We’ve been debating for some time about the best way to design this interaction (open a node as a graph). Your suggestions are great and we’ll definitely experiment with them. Thank you!
I haven’t used this myself, but I’m curious from within the context of the 2020 Review whether anyone ended up making significant use of this.
It’s a bit unclear how the Review should relate to “technology projects” vs “pure ideas”. But the point of the review is to incentivize intellectual progress, and I think projects that directly help with intellectual labor should count.

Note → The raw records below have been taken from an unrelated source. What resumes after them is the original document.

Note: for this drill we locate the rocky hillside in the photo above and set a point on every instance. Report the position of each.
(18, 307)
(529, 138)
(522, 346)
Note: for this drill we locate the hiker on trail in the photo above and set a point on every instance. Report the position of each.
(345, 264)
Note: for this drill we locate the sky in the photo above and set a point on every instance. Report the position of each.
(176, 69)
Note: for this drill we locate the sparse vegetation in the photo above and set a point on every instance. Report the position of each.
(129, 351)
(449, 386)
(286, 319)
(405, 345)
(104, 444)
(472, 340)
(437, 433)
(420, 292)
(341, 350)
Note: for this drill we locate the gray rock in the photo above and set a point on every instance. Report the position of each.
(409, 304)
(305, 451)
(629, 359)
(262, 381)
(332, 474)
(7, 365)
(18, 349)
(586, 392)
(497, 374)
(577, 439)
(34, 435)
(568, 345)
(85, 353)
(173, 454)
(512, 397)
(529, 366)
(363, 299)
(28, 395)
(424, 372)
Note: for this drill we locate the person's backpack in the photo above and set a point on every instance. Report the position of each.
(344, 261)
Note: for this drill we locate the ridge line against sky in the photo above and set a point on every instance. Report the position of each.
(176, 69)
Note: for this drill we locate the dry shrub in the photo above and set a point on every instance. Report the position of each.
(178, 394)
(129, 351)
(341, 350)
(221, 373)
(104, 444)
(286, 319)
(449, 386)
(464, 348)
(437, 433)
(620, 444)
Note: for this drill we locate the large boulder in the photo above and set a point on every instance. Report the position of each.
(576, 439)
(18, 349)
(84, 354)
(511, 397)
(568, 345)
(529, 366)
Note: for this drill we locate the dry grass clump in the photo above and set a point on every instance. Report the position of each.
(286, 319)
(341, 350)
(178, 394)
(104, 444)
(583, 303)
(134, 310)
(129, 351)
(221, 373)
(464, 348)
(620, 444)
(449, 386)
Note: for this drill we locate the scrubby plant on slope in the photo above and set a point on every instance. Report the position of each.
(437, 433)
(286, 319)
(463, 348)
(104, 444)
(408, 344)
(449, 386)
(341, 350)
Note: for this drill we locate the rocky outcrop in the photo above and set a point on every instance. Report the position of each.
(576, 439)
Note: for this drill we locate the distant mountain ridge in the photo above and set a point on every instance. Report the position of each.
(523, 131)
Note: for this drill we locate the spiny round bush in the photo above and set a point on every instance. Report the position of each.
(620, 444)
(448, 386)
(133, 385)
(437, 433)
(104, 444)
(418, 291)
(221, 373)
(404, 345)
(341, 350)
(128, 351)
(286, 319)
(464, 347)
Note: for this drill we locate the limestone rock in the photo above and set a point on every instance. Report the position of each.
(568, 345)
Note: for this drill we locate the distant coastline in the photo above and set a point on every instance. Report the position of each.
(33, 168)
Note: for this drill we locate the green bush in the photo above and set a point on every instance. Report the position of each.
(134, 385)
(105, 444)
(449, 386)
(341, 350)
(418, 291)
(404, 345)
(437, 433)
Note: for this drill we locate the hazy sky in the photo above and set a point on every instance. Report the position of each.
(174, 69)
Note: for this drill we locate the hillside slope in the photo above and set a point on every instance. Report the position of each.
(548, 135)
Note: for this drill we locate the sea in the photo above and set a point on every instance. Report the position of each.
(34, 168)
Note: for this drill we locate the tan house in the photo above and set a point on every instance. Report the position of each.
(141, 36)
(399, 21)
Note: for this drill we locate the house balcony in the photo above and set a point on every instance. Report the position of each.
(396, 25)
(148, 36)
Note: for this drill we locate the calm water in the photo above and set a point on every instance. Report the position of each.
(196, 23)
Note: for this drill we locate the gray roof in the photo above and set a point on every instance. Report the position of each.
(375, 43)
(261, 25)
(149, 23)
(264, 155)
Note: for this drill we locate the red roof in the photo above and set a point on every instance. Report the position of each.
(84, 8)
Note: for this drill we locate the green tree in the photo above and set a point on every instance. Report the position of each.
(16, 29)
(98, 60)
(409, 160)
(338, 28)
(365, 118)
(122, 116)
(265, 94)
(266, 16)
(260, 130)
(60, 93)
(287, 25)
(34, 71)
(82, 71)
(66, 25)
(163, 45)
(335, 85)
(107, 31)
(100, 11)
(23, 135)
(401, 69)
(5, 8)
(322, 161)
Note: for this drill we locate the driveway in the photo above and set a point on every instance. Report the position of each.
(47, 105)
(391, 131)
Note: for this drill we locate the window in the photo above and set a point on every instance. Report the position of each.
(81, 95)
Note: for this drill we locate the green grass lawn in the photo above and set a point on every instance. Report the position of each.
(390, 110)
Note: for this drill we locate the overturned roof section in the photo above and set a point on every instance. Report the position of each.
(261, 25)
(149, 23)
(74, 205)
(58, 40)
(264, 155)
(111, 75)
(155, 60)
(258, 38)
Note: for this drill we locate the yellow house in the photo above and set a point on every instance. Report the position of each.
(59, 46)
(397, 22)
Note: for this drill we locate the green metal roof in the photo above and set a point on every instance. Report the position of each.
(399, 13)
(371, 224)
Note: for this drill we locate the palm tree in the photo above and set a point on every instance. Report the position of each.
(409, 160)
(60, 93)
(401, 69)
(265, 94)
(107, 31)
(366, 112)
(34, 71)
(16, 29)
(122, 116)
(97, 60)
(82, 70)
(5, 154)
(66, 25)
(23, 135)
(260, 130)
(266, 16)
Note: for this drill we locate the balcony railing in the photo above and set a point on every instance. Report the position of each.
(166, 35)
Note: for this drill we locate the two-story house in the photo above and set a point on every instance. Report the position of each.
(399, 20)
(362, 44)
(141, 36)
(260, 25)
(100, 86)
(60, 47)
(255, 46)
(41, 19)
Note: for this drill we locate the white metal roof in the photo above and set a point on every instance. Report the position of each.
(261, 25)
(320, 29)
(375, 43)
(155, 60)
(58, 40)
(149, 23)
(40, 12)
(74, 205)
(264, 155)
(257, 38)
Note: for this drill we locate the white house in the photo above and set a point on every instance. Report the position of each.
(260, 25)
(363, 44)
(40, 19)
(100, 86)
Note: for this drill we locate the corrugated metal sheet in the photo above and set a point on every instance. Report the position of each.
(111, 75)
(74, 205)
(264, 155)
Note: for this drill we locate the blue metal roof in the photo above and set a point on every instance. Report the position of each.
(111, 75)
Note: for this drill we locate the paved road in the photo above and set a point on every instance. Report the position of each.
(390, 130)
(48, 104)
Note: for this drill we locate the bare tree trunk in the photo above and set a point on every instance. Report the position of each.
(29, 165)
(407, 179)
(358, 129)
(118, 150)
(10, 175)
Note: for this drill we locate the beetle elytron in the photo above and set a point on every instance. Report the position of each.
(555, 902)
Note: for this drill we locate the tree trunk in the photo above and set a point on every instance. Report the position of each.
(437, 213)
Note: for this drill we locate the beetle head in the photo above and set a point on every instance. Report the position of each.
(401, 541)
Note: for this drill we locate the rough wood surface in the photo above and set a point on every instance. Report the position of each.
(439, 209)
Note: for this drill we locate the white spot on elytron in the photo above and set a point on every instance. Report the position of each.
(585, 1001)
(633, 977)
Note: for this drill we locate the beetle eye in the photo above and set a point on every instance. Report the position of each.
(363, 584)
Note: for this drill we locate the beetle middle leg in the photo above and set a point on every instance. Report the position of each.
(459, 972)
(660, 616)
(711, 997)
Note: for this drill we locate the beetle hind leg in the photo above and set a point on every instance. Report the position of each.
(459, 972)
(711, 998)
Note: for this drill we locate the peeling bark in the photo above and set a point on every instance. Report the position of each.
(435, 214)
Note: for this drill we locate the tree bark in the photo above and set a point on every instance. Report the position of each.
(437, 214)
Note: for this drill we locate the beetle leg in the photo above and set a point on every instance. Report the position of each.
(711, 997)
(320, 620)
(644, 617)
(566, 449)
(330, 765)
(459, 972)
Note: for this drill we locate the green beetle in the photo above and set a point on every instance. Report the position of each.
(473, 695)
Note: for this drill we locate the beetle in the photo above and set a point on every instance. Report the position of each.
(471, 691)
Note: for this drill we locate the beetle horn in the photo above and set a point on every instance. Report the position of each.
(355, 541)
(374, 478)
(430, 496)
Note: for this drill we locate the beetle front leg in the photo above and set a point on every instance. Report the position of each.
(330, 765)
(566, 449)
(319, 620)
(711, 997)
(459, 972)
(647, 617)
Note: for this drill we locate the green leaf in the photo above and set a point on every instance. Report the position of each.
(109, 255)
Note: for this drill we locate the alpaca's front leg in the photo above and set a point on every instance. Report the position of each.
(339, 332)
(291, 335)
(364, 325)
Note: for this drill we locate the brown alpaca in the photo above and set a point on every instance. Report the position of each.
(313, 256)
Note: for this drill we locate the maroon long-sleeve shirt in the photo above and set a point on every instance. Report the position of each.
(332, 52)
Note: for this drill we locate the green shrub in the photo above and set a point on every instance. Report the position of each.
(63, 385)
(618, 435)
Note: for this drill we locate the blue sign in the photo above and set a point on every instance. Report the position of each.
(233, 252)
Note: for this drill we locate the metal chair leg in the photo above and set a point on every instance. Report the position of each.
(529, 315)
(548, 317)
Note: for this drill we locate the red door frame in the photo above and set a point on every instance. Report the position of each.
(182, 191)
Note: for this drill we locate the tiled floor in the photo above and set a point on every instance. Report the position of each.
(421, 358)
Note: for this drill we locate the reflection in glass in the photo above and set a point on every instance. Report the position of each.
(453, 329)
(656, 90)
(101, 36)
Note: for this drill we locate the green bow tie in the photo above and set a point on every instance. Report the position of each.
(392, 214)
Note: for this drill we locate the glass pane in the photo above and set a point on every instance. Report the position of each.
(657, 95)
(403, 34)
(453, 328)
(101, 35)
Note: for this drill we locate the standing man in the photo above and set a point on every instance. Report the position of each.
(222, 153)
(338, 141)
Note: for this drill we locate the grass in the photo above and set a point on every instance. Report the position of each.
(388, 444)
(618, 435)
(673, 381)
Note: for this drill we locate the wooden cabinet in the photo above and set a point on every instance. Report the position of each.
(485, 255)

This is cool. And I realise this could be tricky to implement, but do you think you’d ever try and sort papers by where they were published or the nationality of the authors? Last night, I was trying to find papers by authors with Indian nationality on AI safety, and found it near impossible. So the aforementioned feature could have helped me save a bunch of time.
Hi Algon, thank you for the feedback.
I’m not sure we have easy access to this metadata about the authors. Even if we did, this feature would probably not be very high on our priority list so I wouldn’t expect it soon. Sorry!
Thanks for the reply. I thought it was a long shot, so I’m not disappointed
Hi, your work is amazing!
We ’re working with health data ai and will need such visualisation for another matter then papers. Is it a possibility of partnership or some open-source code possible ?
Hi Jane, feel free to write to us at hello@connectedpapers.com with more details. We’re very short on time so not sure we can partner on additional projects right now.
The site doesn’t work well with Apple Trackpads. Scrolling zooms instead, and it’s hard to navigate at all. Otherwise, nice work!
Hey, thanks for the feedback. We’re aware and there’s much more work to be done. Added your comment to our list of things to do.